Bei der Schlafparalyse ist einem die Lähmung bewusst

Da sind Monster unter meinem Bett: Leben mit Schlafparalyse

Eine Schlafparalyse fühlt sich an, als ob man in seinem eigenen Albtraum gefangen wäre. Aber was genau ist das eigentlich?

Es ist fast ganz dunkel im Raum, meine Nachttischlampe ist noch an. Die lasse ich fast immer brennen, denn Dunkelheit heißt: Raum für Fantasie. Kurz nach dem Einschlafen schrecke ich hoch, neben meinem Bett steht eine Frau mit aschfahler Haut. Ihre Haare hängen in grünen Zotteln von ihrem Kopf herab. Sie macht ein paar Schritte auf mich zu. Neben mir liegt mein Freund, aber er ist plötzlich so weit weg, wie durch einen Schleier von mir getrennt. Die Frau kommt näher, ich werde panisch, ihr Gesicht ist zu einer Fratze verzerrt. Ich will weg, kann mich aber nicht bewegen. „Alles ist gut, alles ist gut“, höre ich meinen Freund plötzlich immer wieder sagen und komme langsam zu Bewusstsein. Mein Herz rast, ich bin noch ein bisschen verwirrt – aber die Frau mit den grünen Haaren ist verschwunden. Denn sie war nicht echt.

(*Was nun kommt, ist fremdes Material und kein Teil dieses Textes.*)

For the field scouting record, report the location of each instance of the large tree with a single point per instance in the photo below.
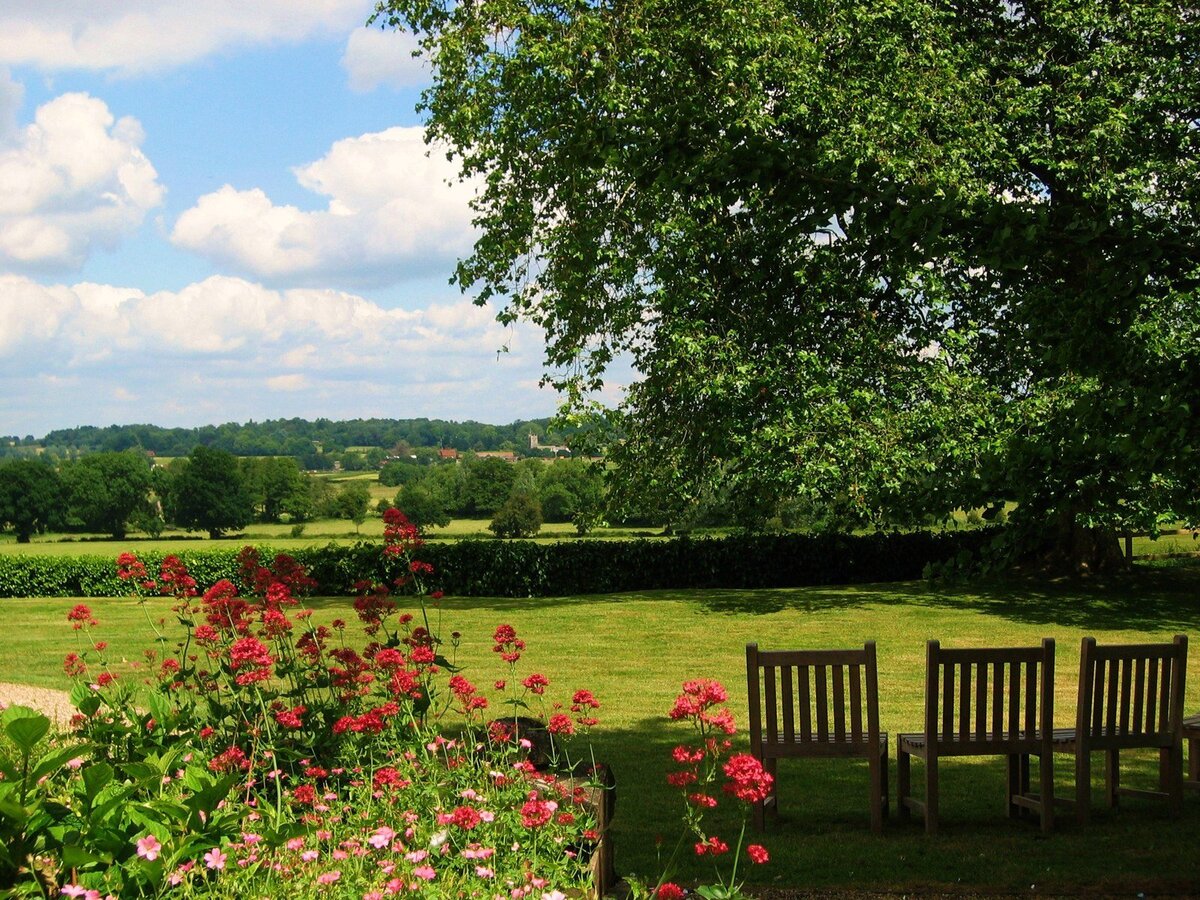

Der Geist ist wach, der Körper nicht

Ich hatte eine Schlafparalyse, eine Schlafstörung, von der geschätzte acht Prozent der Bevölkerung betroffen sind. Unter Student*innen sollen es laut Umfragen sogar um die 30 Prozent sein. Bei einer Schlafparalyse ist der Geist wach, der Körper hingegen gelähmt. Begleiterscheinungen können visuelle, taktile oder akustische Halluzinationen sein.

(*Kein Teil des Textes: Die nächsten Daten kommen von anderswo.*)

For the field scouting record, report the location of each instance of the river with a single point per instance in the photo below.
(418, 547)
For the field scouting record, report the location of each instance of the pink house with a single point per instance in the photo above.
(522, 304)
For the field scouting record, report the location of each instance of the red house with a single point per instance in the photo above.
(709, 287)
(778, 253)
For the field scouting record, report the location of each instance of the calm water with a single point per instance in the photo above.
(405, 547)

Die Lähmung per se ist nichts Ungewöhnliches. Unser Schlaf besteht aus unterschiedlichen Stadien. In der ersten Phase kommt es zum Übergang vom Wachzustand in den Schlaf, in der zweiten Phase entspannt sich unsere Muskulatur, während in der dritten der Tiefschlaf folgt. Im anschließenden REM-Schlaf (Rapid-Eye-Movement) bewegen sich die Augen, die Hirnaktivität ist erhöht, wir träumen. Damit es nicht zu unkontrollierten Bewegungen kommt, setzt eine Lähmung in der Skelettmuskulatur ein. Normalerweise ist sie weg, wenn wir wach werden. Dauert sie jedoch bis in den Wachzustand an, spricht man von einer Schlafparalyse.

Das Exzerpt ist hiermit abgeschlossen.